All of these are techniques aimed at the incoherence penalty. Let's recall that overscaling causes reduced throughput. So if you have a high coherence penalty and too many people, then the team as a whole moves slower. I've certainly experienced teams where it felt like we could cut half the people and move twice as fast. USL and the incoherence penalty now helps me understand why that was true—it's not just about getting rid of deadwood. It's about reducing the overhead of sharing mental models.

In The Fear Cycle I alluded to codebases where people knew large scale changes were needed, but were afraid of inadvertant harm. This would imply a team that was overscaled and never achieved coherence. Once lost, it seems to be really hard to re-establish. That means ignoring the incoherence penalty is not an option.

USL and Microservices

By the way, I think that the USL explains some of the interest in microservices. By splitting a large system into smaller and smaller pieces, deployed independently, you reduce the serial fraction of a release. In a large system with many contributors, the serial fraction comes from integration, testing, and deployment activities. Part of the premise for microservices is that they don't need the integration work, integration testing, or delay for synchronized deployment.

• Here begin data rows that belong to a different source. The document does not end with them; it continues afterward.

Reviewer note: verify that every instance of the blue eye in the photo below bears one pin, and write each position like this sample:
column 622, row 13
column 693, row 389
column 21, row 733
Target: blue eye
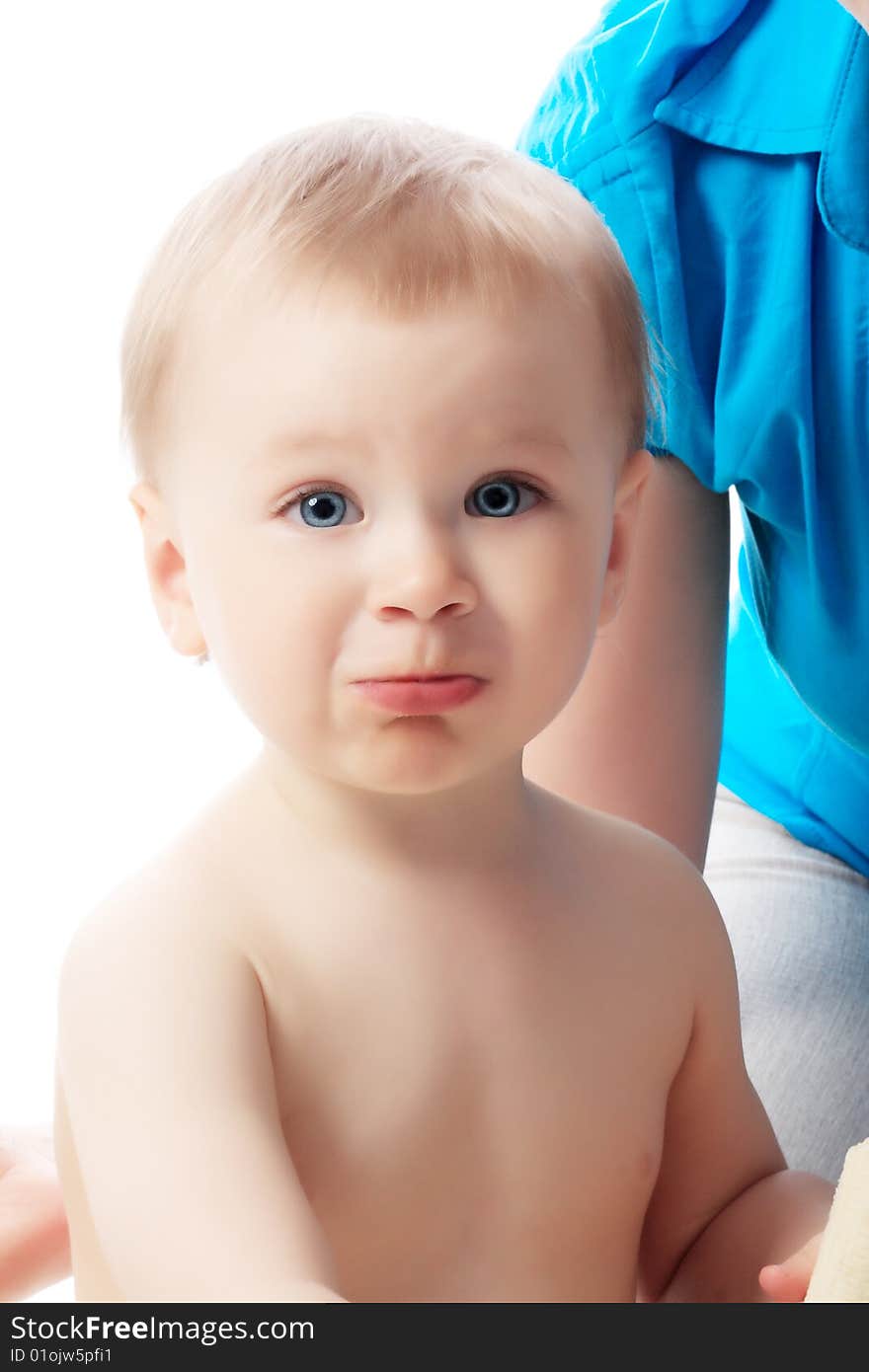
column 320, row 506
column 500, row 496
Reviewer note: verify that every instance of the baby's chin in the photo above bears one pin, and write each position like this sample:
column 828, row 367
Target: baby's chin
column 419, row 755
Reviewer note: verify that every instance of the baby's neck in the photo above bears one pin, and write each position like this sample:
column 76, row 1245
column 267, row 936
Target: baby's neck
column 489, row 820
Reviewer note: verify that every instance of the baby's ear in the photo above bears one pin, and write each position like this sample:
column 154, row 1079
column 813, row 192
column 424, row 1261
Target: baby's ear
column 625, row 513
column 166, row 571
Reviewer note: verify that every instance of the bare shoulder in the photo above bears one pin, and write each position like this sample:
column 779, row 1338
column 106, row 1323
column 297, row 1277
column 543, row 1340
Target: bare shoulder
column 641, row 876
column 187, row 893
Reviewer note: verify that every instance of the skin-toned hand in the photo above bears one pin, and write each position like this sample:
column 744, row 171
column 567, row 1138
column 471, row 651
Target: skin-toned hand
column 788, row 1280
column 35, row 1249
column 859, row 9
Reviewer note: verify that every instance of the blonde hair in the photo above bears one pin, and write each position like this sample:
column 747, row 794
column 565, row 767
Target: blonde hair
column 411, row 214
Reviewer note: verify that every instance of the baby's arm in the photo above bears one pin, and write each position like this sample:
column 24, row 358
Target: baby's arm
column 724, row 1205
column 165, row 1065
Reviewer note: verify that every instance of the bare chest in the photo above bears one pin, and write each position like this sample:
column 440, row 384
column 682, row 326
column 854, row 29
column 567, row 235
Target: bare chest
column 472, row 1117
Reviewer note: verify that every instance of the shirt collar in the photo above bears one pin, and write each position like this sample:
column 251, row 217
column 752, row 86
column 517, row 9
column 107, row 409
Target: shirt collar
column 788, row 76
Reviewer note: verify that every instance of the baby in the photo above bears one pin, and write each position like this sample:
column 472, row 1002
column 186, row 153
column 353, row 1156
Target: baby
column 389, row 1023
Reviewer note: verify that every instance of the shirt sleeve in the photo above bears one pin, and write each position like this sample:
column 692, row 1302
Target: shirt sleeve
column 594, row 125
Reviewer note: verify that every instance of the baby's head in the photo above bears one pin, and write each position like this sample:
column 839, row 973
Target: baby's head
column 384, row 389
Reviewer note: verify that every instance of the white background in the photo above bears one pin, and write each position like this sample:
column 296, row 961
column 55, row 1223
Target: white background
column 113, row 115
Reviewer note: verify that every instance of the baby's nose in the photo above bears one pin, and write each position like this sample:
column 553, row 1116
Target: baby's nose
column 423, row 577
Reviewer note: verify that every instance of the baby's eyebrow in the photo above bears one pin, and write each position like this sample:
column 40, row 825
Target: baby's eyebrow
column 277, row 449
column 285, row 445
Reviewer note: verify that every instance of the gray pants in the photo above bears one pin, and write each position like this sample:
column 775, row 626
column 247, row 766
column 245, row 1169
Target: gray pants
column 799, row 925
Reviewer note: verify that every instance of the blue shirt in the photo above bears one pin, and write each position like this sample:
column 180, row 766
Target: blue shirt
column 727, row 146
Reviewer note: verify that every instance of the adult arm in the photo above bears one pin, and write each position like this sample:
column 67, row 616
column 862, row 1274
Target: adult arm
column 641, row 734
column 35, row 1249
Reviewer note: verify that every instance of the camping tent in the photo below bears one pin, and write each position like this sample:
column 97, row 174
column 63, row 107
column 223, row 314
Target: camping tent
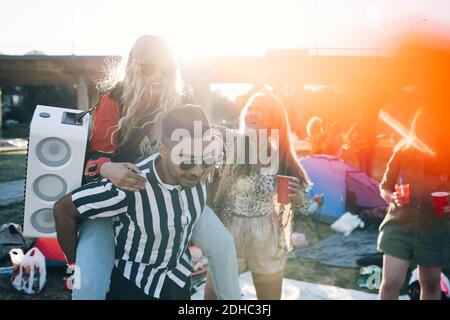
column 341, row 183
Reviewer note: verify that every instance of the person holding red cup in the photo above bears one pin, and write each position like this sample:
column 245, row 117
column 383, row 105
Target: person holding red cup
column 417, row 228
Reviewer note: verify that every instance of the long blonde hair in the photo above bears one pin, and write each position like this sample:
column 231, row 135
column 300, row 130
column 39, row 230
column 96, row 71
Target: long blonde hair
column 140, row 107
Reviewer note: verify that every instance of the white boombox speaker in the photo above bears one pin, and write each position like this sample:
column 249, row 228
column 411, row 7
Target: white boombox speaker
column 56, row 152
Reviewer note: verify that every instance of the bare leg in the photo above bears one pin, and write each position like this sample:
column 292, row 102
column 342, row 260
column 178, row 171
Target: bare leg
column 429, row 279
column 268, row 286
column 394, row 274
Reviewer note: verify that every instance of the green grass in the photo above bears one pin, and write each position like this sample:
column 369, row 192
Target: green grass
column 312, row 271
column 12, row 164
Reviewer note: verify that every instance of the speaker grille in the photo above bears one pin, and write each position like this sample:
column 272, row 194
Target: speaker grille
column 42, row 221
column 50, row 187
column 53, row 152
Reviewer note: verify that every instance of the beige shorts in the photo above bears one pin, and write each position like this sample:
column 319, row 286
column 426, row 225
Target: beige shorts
column 256, row 241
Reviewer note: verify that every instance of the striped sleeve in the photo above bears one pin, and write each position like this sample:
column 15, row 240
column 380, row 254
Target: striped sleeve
column 100, row 199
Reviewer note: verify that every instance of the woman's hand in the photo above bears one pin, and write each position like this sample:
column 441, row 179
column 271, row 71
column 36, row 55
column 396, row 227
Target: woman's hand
column 296, row 194
column 124, row 175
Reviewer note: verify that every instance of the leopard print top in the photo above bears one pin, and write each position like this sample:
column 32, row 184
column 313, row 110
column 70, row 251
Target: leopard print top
column 250, row 196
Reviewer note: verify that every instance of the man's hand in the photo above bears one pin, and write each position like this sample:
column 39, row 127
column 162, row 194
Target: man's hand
column 66, row 221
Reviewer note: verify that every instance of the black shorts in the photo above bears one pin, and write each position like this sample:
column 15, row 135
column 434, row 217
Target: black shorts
column 123, row 289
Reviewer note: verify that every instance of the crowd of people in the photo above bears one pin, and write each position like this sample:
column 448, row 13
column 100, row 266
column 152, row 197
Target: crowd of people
column 144, row 199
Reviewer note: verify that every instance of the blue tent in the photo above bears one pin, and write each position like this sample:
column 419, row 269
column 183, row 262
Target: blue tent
column 334, row 178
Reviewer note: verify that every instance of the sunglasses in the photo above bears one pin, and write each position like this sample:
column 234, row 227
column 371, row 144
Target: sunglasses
column 149, row 69
column 188, row 164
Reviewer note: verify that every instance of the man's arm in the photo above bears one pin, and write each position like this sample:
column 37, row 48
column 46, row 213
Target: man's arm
column 66, row 221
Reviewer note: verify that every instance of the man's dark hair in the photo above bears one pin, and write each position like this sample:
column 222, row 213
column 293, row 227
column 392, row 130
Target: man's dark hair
column 183, row 117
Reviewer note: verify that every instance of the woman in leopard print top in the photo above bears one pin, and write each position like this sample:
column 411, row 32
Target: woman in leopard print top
column 246, row 197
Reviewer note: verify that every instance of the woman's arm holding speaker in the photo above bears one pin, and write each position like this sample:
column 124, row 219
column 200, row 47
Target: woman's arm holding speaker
column 67, row 218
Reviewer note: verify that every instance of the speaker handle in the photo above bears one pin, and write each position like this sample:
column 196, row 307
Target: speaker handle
column 81, row 115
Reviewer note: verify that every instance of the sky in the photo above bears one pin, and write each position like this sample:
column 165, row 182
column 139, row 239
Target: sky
column 210, row 27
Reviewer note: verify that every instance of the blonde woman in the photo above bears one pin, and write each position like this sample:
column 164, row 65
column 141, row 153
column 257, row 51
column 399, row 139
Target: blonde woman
column 126, row 124
column 246, row 198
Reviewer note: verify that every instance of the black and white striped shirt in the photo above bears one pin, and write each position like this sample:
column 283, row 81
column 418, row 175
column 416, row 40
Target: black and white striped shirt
column 152, row 227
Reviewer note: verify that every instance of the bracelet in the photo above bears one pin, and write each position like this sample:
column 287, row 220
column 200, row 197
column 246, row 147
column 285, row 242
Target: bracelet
column 71, row 267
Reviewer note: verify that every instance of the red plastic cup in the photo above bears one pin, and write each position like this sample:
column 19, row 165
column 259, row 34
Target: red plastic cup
column 282, row 188
column 440, row 200
column 403, row 192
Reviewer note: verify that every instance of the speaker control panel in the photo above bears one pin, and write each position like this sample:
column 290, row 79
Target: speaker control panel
column 71, row 119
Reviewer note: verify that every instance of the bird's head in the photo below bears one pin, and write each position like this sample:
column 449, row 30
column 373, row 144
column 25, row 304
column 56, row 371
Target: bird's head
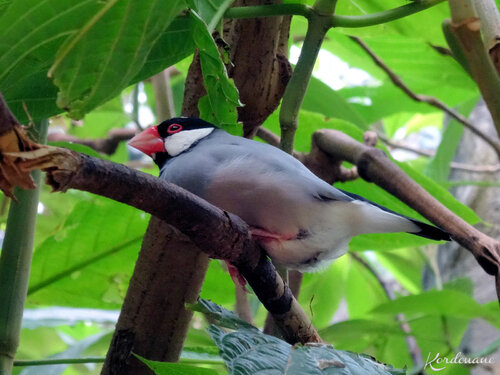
column 171, row 137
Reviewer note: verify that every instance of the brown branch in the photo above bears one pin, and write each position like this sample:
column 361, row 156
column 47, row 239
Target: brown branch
column 220, row 234
column 374, row 166
column 494, row 143
column 106, row 146
column 455, row 165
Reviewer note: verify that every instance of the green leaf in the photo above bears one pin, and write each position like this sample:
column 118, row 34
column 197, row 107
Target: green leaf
column 220, row 103
column 165, row 368
column 321, row 292
column 438, row 168
column 31, row 31
column 322, row 99
column 89, row 259
column 363, row 290
column 174, row 44
column 224, row 317
column 325, row 360
column 75, row 350
column 252, row 352
column 103, row 57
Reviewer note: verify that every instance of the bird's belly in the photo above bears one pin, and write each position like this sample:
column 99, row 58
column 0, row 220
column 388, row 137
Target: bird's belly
column 259, row 206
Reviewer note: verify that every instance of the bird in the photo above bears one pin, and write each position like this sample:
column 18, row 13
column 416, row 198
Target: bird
column 301, row 221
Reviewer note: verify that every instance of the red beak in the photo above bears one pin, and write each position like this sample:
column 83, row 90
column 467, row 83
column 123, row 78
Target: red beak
column 148, row 141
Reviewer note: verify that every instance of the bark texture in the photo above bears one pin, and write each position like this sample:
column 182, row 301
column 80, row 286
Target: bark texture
column 260, row 67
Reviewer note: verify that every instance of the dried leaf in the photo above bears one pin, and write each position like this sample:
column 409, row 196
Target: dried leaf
column 11, row 173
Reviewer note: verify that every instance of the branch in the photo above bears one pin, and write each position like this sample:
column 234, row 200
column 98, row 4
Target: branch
column 455, row 165
column 466, row 27
column 106, row 146
column 374, row 166
column 220, row 234
column 335, row 20
column 297, row 87
column 494, row 143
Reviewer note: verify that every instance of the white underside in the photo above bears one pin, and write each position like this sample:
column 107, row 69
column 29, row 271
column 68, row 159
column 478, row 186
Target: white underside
column 335, row 224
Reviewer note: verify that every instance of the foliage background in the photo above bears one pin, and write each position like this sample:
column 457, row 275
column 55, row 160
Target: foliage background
column 86, row 245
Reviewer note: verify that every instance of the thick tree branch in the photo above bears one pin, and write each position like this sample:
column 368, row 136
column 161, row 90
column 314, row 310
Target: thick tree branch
column 220, row 234
column 374, row 166
column 494, row 143
column 411, row 341
column 465, row 26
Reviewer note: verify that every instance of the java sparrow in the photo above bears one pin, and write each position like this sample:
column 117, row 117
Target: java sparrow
column 301, row 221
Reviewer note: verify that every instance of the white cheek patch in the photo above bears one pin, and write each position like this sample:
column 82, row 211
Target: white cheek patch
column 180, row 142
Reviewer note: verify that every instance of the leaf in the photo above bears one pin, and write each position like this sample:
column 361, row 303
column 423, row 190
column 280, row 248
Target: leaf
column 88, row 261
column 325, row 360
column 252, row 352
column 165, row 368
column 438, row 168
column 220, row 103
column 210, row 11
column 439, row 302
column 31, row 31
column 321, row 292
column 224, row 317
column 174, row 44
column 405, row 265
column 108, row 51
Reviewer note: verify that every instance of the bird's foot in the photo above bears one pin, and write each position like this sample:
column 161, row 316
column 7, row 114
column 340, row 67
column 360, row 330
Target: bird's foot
column 236, row 276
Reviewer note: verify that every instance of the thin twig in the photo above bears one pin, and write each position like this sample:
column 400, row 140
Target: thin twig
column 494, row 143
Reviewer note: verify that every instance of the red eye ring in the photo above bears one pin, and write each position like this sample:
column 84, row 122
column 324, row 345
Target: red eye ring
column 174, row 128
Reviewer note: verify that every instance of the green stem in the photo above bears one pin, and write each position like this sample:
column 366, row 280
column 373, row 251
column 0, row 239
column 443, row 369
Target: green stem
column 296, row 88
column 15, row 262
column 336, row 20
column 384, row 16
column 222, row 8
column 325, row 7
column 72, row 361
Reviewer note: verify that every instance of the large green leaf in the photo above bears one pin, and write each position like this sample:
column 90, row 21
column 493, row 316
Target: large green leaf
column 88, row 261
column 108, row 51
column 31, row 31
column 222, row 99
column 252, row 352
column 439, row 166
column 174, row 44
column 440, row 302
column 322, row 292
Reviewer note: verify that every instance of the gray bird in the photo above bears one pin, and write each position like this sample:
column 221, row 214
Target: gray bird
column 300, row 220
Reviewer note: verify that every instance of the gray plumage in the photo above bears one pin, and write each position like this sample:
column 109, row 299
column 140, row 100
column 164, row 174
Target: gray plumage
column 273, row 192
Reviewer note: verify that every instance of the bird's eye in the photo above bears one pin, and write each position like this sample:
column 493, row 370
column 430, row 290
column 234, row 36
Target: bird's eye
column 174, row 128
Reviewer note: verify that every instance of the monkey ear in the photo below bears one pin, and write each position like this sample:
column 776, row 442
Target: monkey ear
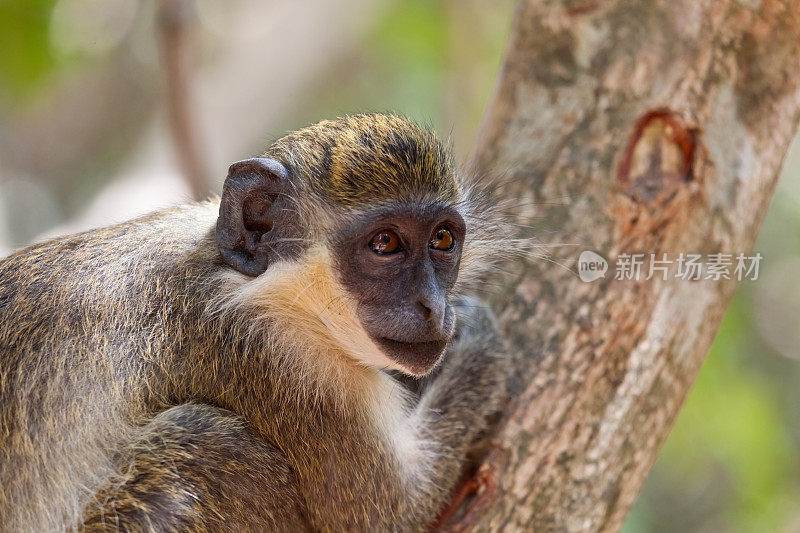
column 247, row 212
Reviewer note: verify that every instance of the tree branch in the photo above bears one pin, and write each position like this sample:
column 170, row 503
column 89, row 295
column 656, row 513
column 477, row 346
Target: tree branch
column 173, row 28
column 666, row 123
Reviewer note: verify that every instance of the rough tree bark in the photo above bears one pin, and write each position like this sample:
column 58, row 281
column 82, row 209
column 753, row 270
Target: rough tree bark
column 666, row 122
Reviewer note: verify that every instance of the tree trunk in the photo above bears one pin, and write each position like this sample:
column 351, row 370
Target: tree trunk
column 665, row 122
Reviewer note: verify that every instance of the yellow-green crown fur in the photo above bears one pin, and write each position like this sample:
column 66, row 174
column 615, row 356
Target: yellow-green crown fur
column 369, row 158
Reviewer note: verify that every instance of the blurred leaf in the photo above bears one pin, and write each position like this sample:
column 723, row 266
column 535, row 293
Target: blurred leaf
column 27, row 57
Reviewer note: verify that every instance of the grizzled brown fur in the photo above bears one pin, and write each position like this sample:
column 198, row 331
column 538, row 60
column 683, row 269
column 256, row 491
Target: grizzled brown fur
column 369, row 158
column 145, row 385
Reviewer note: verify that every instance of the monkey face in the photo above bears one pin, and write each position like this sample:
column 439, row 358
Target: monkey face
column 399, row 263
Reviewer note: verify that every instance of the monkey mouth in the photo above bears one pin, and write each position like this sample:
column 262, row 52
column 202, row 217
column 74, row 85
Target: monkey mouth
column 415, row 358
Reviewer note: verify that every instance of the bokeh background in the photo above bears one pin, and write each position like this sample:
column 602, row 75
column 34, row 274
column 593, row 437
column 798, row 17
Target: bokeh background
column 86, row 140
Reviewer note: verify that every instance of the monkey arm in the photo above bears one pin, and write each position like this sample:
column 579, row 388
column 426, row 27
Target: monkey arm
column 196, row 467
column 459, row 399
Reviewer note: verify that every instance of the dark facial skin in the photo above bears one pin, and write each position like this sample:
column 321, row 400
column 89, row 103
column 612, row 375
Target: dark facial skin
column 402, row 295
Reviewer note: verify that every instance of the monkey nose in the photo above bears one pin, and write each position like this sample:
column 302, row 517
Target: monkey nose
column 432, row 311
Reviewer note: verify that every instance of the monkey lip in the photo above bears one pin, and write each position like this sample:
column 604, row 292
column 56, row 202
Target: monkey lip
column 417, row 358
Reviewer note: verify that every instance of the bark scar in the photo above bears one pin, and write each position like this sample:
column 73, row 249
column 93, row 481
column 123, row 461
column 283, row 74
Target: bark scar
column 659, row 153
column 473, row 492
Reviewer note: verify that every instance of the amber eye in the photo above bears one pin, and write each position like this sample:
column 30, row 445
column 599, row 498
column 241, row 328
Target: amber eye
column 442, row 239
column 385, row 242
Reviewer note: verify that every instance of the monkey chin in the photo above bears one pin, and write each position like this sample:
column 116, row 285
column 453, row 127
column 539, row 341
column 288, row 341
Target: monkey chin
column 414, row 358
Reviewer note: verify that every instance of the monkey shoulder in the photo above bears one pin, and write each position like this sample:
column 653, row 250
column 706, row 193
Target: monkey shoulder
column 199, row 467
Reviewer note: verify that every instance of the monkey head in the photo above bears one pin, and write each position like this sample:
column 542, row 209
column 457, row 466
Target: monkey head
column 379, row 194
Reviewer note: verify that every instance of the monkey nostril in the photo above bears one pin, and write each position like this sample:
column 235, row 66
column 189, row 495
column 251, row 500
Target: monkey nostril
column 425, row 310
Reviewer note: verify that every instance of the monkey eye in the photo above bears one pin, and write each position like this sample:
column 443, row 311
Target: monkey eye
column 442, row 239
column 385, row 242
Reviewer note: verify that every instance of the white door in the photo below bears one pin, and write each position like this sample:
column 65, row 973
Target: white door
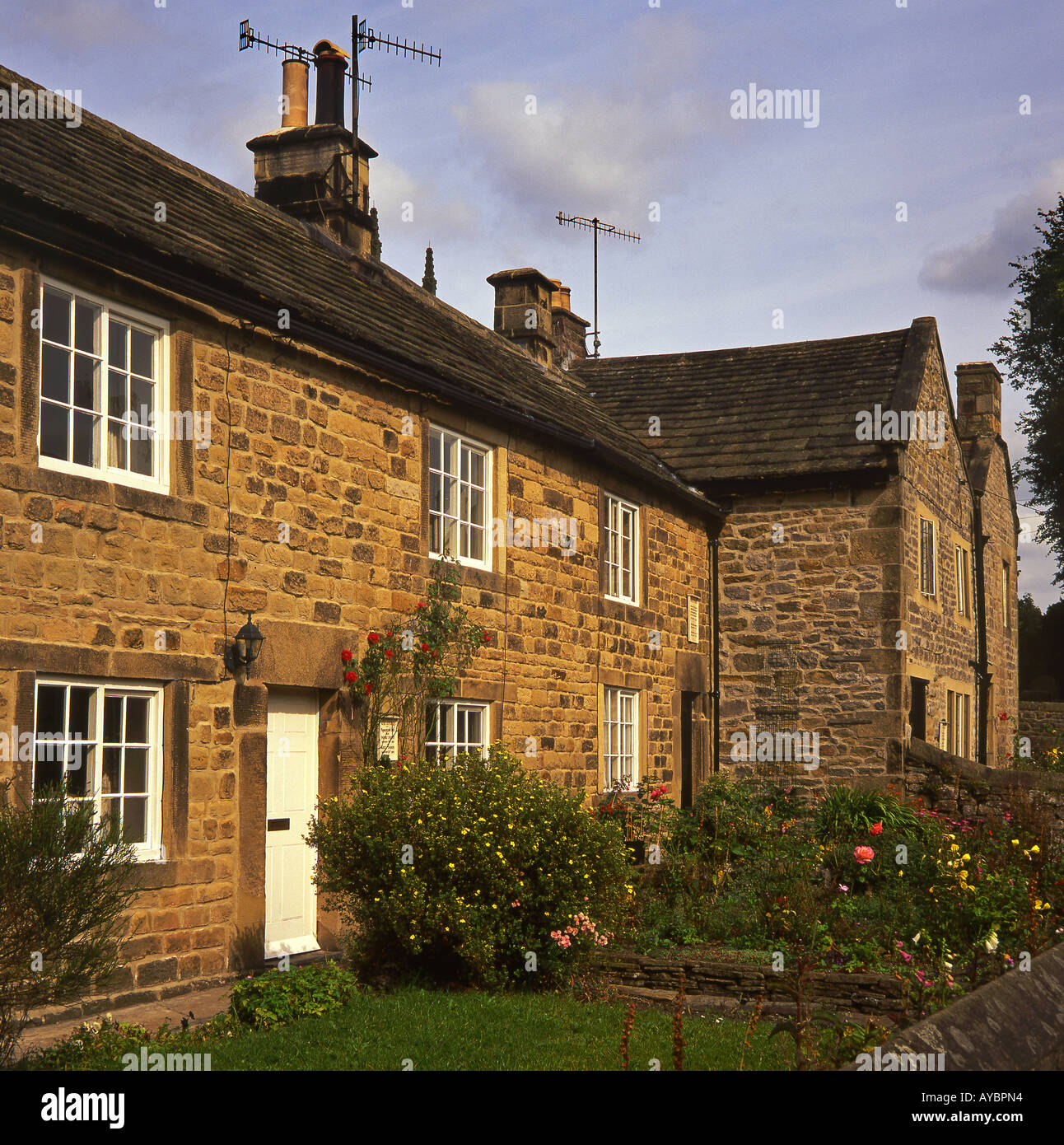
column 291, row 789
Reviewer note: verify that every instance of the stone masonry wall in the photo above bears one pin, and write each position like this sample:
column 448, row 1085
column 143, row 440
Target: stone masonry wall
column 940, row 640
column 327, row 497
column 819, row 569
column 1040, row 722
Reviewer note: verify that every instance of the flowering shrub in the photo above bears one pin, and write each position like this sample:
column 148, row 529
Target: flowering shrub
column 861, row 881
column 417, row 660
column 462, row 874
column 646, row 814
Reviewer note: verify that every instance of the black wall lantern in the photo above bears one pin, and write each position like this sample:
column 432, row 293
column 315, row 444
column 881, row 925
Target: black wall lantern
column 249, row 643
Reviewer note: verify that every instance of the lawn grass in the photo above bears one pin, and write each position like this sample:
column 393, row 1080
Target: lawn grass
column 436, row 1030
column 475, row 1030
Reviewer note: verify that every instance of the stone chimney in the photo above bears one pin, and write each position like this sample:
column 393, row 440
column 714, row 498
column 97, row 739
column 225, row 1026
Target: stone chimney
column 306, row 170
column 978, row 400
column 522, row 311
column 569, row 330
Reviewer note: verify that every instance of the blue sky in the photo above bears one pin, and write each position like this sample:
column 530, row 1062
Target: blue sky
column 919, row 105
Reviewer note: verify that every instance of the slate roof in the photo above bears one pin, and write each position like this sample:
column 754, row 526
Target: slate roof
column 97, row 180
column 739, row 416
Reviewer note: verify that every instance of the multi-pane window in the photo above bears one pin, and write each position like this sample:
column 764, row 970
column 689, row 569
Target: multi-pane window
column 959, row 724
column 620, row 737
column 926, row 557
column 100, row 745
column 455, row 728
column 964, row 598
column 457, row 497
column 1006, row 601
column 101, row 390
column 387, row 737
column 622, row 544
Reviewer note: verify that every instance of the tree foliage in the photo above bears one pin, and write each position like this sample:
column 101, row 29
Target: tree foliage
column 1034, row 353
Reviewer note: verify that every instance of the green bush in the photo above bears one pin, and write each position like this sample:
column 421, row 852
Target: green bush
column 460, row 874
column 64, row 886
column 846, row 812
column 302, row 992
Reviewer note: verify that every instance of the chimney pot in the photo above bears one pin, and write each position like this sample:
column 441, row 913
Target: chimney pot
column 295, row 86
column 331, row 65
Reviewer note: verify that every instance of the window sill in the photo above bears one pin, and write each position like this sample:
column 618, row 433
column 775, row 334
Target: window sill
column 26, row 478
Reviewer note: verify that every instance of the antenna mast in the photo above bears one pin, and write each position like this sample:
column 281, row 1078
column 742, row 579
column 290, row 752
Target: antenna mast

But, the incoherence penalty means that you might not get the desired speedup. I'm probably stretching the analogy a bit here, but I think you could regard interface changes between microservices as requiring re-coherence across teams. Too much of that and you won't get the desired benefit of microservices.

What to do about it?

My suggestion: take a look at your architecture, language, tools, and team. See where you spend time re-establishing coherence when people make changes to the system's model of the world.

Look for splits. Split the system with internal boundaries. Split the team.

Use your environment to communicate the changes so re-cohering can be a broadcast effort rather than one-to-one conversations.

Look at your team communications. How much of your time and process is devoted to coherence? Maybe you can make small changes to reduce the need for it.